Most students I’ve asked seem to think that level confusion refers to confusing Level One and Level Two as taught by Ken Wapnick. In this teaching, Level One is the level of Heaven or knowledge, and Level Two is the level of perception (both false perception and true perception). This, however, is Ken’s own terminology and has nothing to do with the Course’s use of the term “level confusion.”

Instead, level confusion concerns the Course’s own version of the familiar triad of body, mind, and spirit; those are the three levels referred to by the term. As conventionally understood, body, mind, and spirit are three aspects of a unified whole. And that whole can only be truly healthy if all three levels are healthy. Problems on one level will invariably affect the whole system. Therefore, we need to keep the body healthy, the mind healthy, and the spirit healthy. What could seem more sensible or wise?

From the Course’s standpoint, however, that viewpoint is an example of level confusion. Let’s look at how the Course sees the levels:

Spirit is already perfect. This perfection cannot be changed in any way. Nothing can go wrong on this level.

Mind: The mind does make mistakes, which are errors in thinking and perception. These errors seem to adversely affect all three levels. They seem to make the spirit impure, make the mind sinful, and make the body sick. But those errors have no real effect and therefore have not actually occurred.

Body: The body seems to go wrong on its own initiative, in two ways. First, it seems to get sick on its own–meaning, it gets sick for purely physical reasons. Second, it seems to motivate behavior on its own, through its drives, instincts, and reflexes. However, the whole body is nothing more than a symptom, a symptom of the mind. The body, along with its various problems, is a projection of the mind, and projections cannot introduce their own errors.

This has very practical implications. Quite simply, it tells us what to fix. It says that the only thing we need to fix is the mind’s mistaken thinking. If we do that, then the body’s errors—its sicknesses and misbehaviors—will automatically be corrected, and the spirit never needed fixing in the first place.

Let’s look at this more closely. If we have a health problem, the Course does say that it’s perfectly all right to take medicine. It adds, however, that medicine deals only with the symptom level. Therefore, “the cause remains, and will not lack effects” S-3.II.1:5). Healing the sickness by healing the cause—our mistaken thinking—is simply more practical. Likewise, when we have a behavior problem, the solution is not to merely force our behavior to change. The Course calls that “controlling the outcome of misthought” (T-2.VI.3:1). Instead, it says, “You must change your mind, not your behavior” (T-2.VI.3:4). Once you do that, the behavior will automatically change. Of course, just as with the bodily illness, you might want to work on the behavior directly as well, but in doing so you need to realize that you are dealing with the symptom, not the cause.

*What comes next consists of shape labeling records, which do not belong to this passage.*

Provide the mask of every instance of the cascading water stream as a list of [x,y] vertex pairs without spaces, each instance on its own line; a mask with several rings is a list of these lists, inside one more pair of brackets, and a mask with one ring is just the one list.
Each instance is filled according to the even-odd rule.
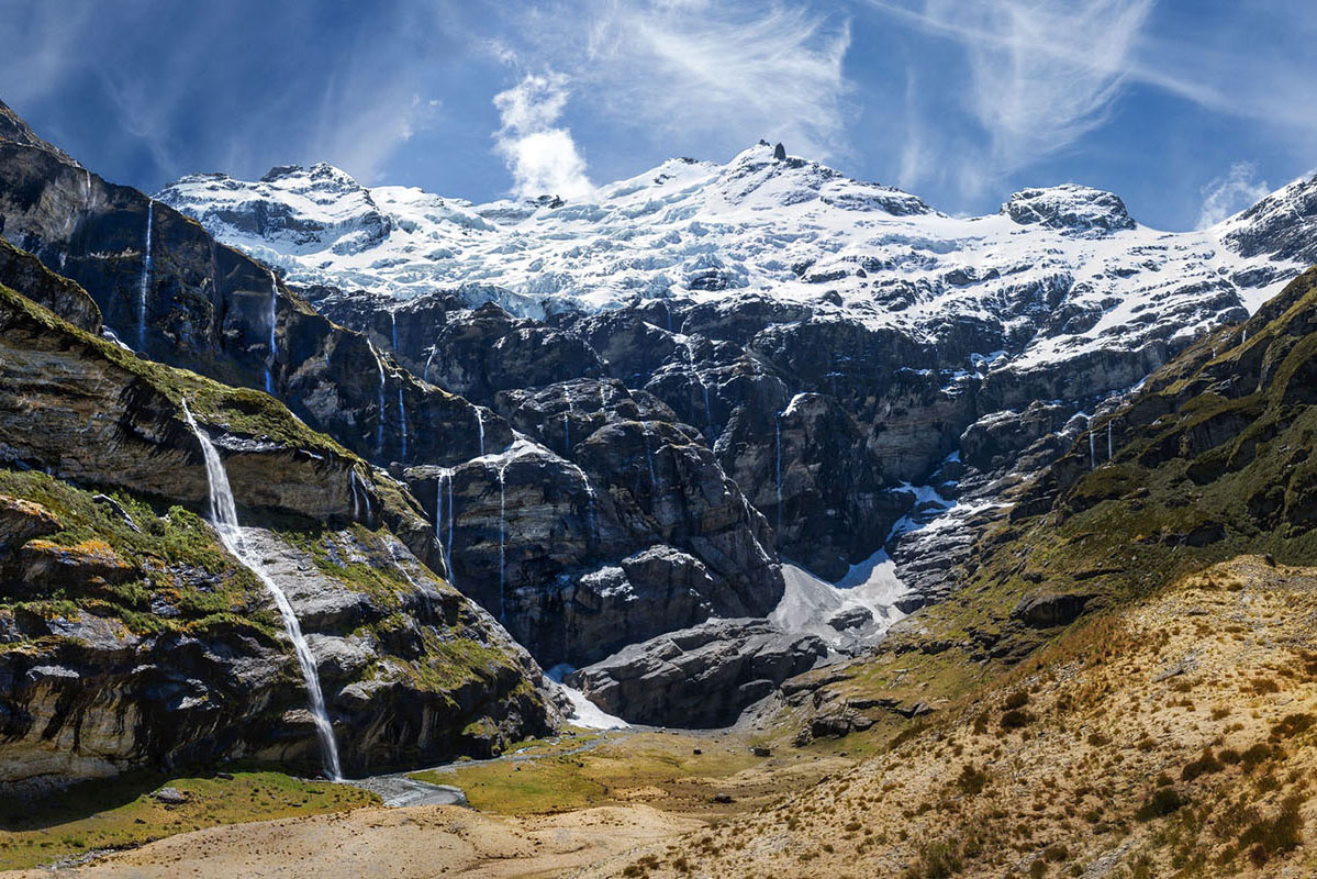
[[431,345],[429,357],[425,358],[425,369],[420,372],[421,381],[429,381],[429,362],[435,360],[436,353],[439,353],[439,345]]
[[279,356],[279,340],[275,336],[275,329],[278,328],[278,312],[275,311],[279,304],[279,282],[274,277],[274,271],[270,271],[270,353],[265,361],[265,393],[274,394],[274,361]]
[[649,422],[641,422],[645,428],[645,464],[649,465],[649,485],[658,488],[658,477],[655,476],[655,453],[649,447]]
[[1097,469],[1097,438],[1093,434],[1093,416],[1087,415],[1085,423],[1088,424],[1088,469]]
[[507,530],[507,493],[503,490],[503,470],[507,464],[498,468],[498,618],[503,622],[507,613],[507,597],[504,592],[504,571],[507,559],[504,556],[504,538]]
[[366,343],[370,345],[370,353],[375,356],[375,369],[379,370],[379,414],[375,418],[375,455],[379,457],[385,456],[385,361],[381,360],[379,352],[375,351],[374,343]]
[[142,281],[137,289],[137,353],[146,351],[146,287],[151,281],[151,227],[155,224],[155,202],[146,202],[146,250],[142,257]]
[[773,444],[777,447],[777,532],[782,532],[782,414],[773,418]]
[[333,726],[329,723],[329,713],[325,710],[324,695],[320,691],[320,675],[316,671],[316,660],[311,655],[307,639],[302,634],[302,623],[298,622],[298,614],[294,611],[288,597],[283,594],[283,589],[279,588],[279,584],[265,569],[261,560],[248,550],[242,527],[238,525],[233,490],[229,488],[229,477],[224,470],[224,464],[220,461],[220,453],[202,431],[196,419],[192,418],[192,412],[187,407],[187,401],[183,402],[183,418],[196,436],[198,443],[200,443],[202,457],[205,460],[211,525],[215,526],[215,531],[220,535],[220,543],[224,544],[224,548],[265,585],[266,590],[274,598],[275,606],[279,609],[279,615],[283,617],[283,630],[287,633],[288,640],[292,642],[294,654],[298,658],[298,664],[302,667],[302,677],[307,685],[311,718],[315,722],[316,737],[320,739],[320,756],[324,760],[325,775],[331,780],[338,781],[342,779],[342,770],[338,764],[338,745],[335,741]]
[[576,470],[577,476],[581,477],[581,485],[585,488],[585,502],[586,502],[585,522],[586,522],[586,527],[590,530],[590,536],[594,538],[594,539],[598,539],[598,536],[599,536],[599,523],[598,523],[598,519],[597,519],[595,513],[594,513],[595,501],[597,501],[598,496],[594,492],[594,486],[590,485],[590,477],[587,477],[585,474],[585,470],[582,470],[577,464],[573,464],[572,461],[568,461],[568,467],[570,467],[573,470]]
[[[445,506],[444,486],[448,486],[448,501]],[[444,510],[448,510],[448,543],[444,543]],[[439,482],[435,485],[435,540],[439,542],[439,553],[444,559],[444,571],[448,582],[453,584],[457,577],[453,575],[453,470],[444,468],[439,472]]]
[[403,377],[398,373],[398,427],[403,443],[400,460],[407,463],[407,402],[403,399]]

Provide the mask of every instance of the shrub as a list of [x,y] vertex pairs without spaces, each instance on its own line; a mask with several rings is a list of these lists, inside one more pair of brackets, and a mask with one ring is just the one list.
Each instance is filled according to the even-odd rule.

How do we change the cause, the thinking? The whole Course is about that. However, an important part of changing our mind is the realization that the mind’s errors haven’t done any real damage. They didn’t harm the spirit because it can’t be changed. They did hurt the body, but the body is not real; it’s just a shadow of the mind. So again, the mind’s errors didn’t do any real damage. Think how much easier it is to free yourself from thoughts that you recognize had no real effect, as opposed to thoughts that you believe caused permanent damage and therefore should go on your permanent record.

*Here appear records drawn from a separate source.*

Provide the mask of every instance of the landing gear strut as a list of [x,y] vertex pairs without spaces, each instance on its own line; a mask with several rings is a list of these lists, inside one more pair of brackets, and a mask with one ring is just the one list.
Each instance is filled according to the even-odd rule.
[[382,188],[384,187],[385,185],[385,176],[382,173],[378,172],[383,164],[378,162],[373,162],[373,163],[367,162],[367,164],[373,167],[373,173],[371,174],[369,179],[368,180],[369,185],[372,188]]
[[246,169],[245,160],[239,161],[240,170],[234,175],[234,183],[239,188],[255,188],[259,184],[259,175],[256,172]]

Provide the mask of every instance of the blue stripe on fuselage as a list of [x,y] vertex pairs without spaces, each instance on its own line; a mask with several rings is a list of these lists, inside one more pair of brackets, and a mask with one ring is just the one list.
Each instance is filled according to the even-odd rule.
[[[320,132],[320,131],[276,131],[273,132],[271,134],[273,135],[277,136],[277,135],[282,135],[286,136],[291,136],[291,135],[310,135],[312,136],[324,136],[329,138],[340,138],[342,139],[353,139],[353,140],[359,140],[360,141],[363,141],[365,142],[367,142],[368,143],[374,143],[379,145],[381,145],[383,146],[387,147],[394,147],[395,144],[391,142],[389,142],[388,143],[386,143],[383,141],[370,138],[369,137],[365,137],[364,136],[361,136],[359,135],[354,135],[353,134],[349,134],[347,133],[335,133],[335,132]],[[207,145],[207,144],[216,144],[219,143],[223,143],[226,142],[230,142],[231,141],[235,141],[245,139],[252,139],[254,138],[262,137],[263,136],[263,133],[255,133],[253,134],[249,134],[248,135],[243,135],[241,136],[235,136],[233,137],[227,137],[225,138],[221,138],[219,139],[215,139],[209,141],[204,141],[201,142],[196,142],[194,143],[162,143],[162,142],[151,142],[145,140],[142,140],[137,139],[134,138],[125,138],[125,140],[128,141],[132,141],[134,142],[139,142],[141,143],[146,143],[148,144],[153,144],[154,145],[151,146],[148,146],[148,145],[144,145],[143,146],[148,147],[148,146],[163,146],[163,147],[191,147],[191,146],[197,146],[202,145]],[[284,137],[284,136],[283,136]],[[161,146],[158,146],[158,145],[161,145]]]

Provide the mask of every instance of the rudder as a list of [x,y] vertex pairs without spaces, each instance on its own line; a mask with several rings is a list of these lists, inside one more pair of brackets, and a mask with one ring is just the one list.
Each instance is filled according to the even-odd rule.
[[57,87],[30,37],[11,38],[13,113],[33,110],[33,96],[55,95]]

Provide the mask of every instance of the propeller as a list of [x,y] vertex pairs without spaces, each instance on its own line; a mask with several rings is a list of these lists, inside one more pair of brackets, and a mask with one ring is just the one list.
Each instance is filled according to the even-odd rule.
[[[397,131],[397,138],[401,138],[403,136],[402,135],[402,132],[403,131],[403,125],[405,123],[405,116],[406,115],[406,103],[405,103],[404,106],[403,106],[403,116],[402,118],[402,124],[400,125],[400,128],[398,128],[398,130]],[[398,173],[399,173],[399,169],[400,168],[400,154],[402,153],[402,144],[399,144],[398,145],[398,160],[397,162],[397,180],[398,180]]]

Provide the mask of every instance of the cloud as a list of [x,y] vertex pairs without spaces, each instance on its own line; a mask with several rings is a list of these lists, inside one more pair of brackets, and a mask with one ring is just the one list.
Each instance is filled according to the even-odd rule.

So, then, what is level confusion? The Course defines it as “the belief that what is amiss on one level can adversely affect another” (T-2.IV.2:2). Combine this with the idea that the mind is the only level on which things go amiss, and you get the notion that the mind’s mistakes cannot spill over onto other levels and become problems that need fixing there. The mind, therefore, is the only level that needs correcting. When you think the spirit or the body need their own correcting, you are confusing the levels.

 

[Please note: ACIM passages quoted in this article reference the Foundation for Inner Peace (FIP) Edition.]